Шлепая по полу босыми ногами, я пошел к окну понять про погоду, но там показывали только низкие, скучные облака, в которых тонули верхушки соседних башен. Тогда я включил телик, забрался с ногами в кресло и минут пять смотрел, как президент выпускает тигров в тайгу. Полосатый ломанулся со всех ног подальше от неволи, президент не удержал лицо и рассмеялся совсем по-пацански, а потом на экране появилась карта, вместе с заученно улыбающейся синоптической тетенькой. Она держала ноги в третьей балетной позиции и, несмотря на утреннее время, была одета в строгий костюм, но кроме дождя пообещать ничего не смогла.

Я вырубил звук и сразу об этом пожалел, потому что со всех сторон послышались ноющие и скрипучие песни дрелей, шлифовальных машин и перфораторов. Дом, в котором я снимал квартиру, был совсем новым, и кроме меня по-настоящему жили в нем еще только три или четыре семьи — в остальных квартирах шел бесконечный ремонт.

Впрочем, если честно, ближе к ночи в доме устанавливалась такая гробовая тишина, что страшновато было в подъезд заходить.

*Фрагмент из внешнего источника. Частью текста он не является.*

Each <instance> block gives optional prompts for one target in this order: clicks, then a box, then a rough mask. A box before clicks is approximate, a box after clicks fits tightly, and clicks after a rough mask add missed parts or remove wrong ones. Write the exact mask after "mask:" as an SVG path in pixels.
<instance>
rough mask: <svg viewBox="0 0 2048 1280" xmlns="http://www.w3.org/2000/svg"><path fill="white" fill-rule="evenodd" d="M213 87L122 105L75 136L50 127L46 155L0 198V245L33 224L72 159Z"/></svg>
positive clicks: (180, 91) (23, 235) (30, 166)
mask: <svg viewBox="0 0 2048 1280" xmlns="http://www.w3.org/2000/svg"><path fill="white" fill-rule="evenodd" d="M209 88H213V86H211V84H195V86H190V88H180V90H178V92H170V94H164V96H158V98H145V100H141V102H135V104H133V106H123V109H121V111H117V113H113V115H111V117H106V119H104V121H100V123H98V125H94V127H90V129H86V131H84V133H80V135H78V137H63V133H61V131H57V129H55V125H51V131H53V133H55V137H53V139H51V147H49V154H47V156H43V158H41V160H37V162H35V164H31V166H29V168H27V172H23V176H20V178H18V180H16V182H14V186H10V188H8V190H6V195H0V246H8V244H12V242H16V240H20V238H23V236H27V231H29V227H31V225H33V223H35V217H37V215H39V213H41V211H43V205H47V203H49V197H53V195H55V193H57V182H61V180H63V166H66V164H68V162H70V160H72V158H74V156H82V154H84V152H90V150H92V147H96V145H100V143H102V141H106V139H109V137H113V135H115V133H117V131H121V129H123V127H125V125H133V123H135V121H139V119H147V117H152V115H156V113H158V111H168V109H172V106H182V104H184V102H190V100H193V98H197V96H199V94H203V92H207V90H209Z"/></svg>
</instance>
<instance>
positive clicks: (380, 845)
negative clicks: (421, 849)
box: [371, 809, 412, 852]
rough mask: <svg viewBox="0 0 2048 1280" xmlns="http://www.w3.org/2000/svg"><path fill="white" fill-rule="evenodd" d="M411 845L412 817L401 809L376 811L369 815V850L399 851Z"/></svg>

На кухне заурчала согревшаяся кофеварка и после чашки пахучего кенийского кофе, покружив еще немного по квартире, я быстро оделся и сбежал из дома.

3

Уж и не помню, когда вот так, не торопясь, я бродил по улицам. Обычно с утра как попадал в поток — работа, магазин, клуб, театр, а иногда в гости или к кому-то на дачу, так и заканчивал каждый день. Так что, шагая сегодня по кривой, но чистой плитке в сторону центра, среди непривычно большого количества скуластых восточных лиц вдруг ощутил себя приезжим.

Особенно это чувство усилилось, когда свернул с широченного проспекта в извилистый проулок, где уткнулся в толпу сплошь в плисовых рубашках навыпуск, тапочках на босу ногу и тюбетейках поверх лохматых либо наголо бритых голов. Люди эти смиренно проходили через рамки металлоискателей, перегораживающих улочку, и вливались в длинные ряды молящихся — они стояли на коленях прямо на мостовой и дисциплинированно отбивали поклоны под гортанные крики муэдзина, которые неслись из репродукторов на столбах освещения.

— У них праздник, а нам никакого житья здесь. — Возле дома, грузно опираясь на резную палку с янтарным набалдашником, стоял старик в черном, модном в советские годы пальто реглан и широкополой черной же шляпе — а-ля член политбюро.

— А здесь что, мечеть?

— Вы нездешний?

— Недавно приехал.

— Так передайте у себя — в Москве все бунтуют против этой дикости.

Мусульманский народ все прибывал, стремясь отчитаться перед Аллахом за прожитое время, и ему было все равно, что думали о нем старик и я, — люди эти были словно невесомы, бесшумно обтекали нас, не касаясь, а лица их были светлы и спокойны. Древняя молитва, отражаясь эхом среди домов и поднимаясь к неожиданно очистившимся от облаков, милосердным сегодня небесам, превратила асфальт суетных Мещанских улочек в один общий храм.

— Разве важно, на каком языке ты молишься? Главное, зачем и почему тебе это нужно.


Впечатление от увиденного было таким острым, что глаза и уши отошли только на Садовом кольце — впрочем, ему-то было наплевать, что совсем рядом можно встретиться с богом, — оно продолжало гонять машины по кругу, и туда и обратно, по всяким непременным надобностям.

Открывшийся во мне ночью какой-то внутренний радар тащил меня по ему одному известному маршруту; но я и не сопротивлялся — дома на письменном столе меня дожидался листок со страшными цифрами, и я не хотел торопиться.

На Сретенской площади, вконец испохабленной новомодными стекляшками, забрел в старую, еще времен грозного царя Ивана, белокаменную церковь, вдыхая терпкий дым ладана, постоял там, сравнивая лица стоящих у амвона с теми, кто искал бога на другой стороне улицы, и немного огорчился — просветленности и несуетности здесь было поменьше, не говоря уже про обтрепанные штанины брюк и совсем не подходящие для церкви пижонские мокасины, что выглядывали у толстомясого священника из-под золоченой ризы.